ModelCapabilities, ModelInfo¶
Derived descriptors of a loaded model (architecture name, execution template, etc.). See ModelCapabilities.FromConfig(config).
Llmdot.Sampling¶
SamplingOptions¶
public sealed class SamplingOptions
{
public int TopK { get; init; } = 40;
public float TopP { get; init; } = 0.95f;
public float Temperature { get; init; } = 0.8f;
public float RepeatPenalty { get; init; } = 1.1f;
public int RepeatPenaltyWindowSize { get; init; } = 64;
public int Seed { get; init; } = -1; // -1 = random, >=0 = deterministic
}
Sampler consumes these options and runs over logits using the chosen IComputeBackend.
Llmdot.Loading¶
GGUF parsing primitives: GgufReader, GgufModel, GgufMetadata, GgufTensorInfo, GgufConstants, GgufValueType, GgmlType, ArchitectureResolver, TensorNameResolver, ModelValidator, ModelValidationResult.

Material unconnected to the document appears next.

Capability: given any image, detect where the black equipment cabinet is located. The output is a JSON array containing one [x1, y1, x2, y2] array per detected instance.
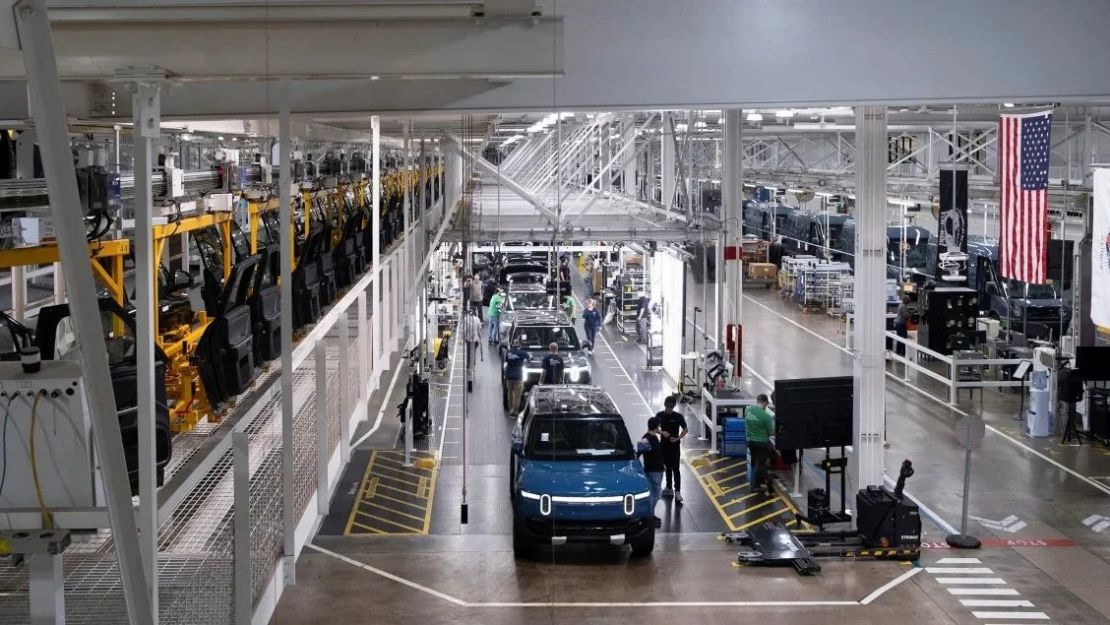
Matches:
[[918, 288, 979, 355]]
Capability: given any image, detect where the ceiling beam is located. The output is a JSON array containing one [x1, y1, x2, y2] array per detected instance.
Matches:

ArchitectureResolver.Resolve(ggufModel) is what produces the TransformerConfig that every execution template reads from.
Llmdot.Tokenization¶
BpeTokenizer with Encode(string) -> int[] and Decode(IEnumerable<int>) -> string. Constructed via BpeTokenizer.FromGguf(metadata).
ChatTemplate parses the GGUF chat template (Jinja-style) via ChatTemplate.FromGguf(metadata, tokenizer) and renders a list of ChatMessageEntry(role, content) to a prompt string.
Llmdot.Tensors¶
Tensor, TensorOps, and TensorSize describe and manipulate tensor data. Dequantize and Numeric subnamespaces hold the dequantization and numeric helpers.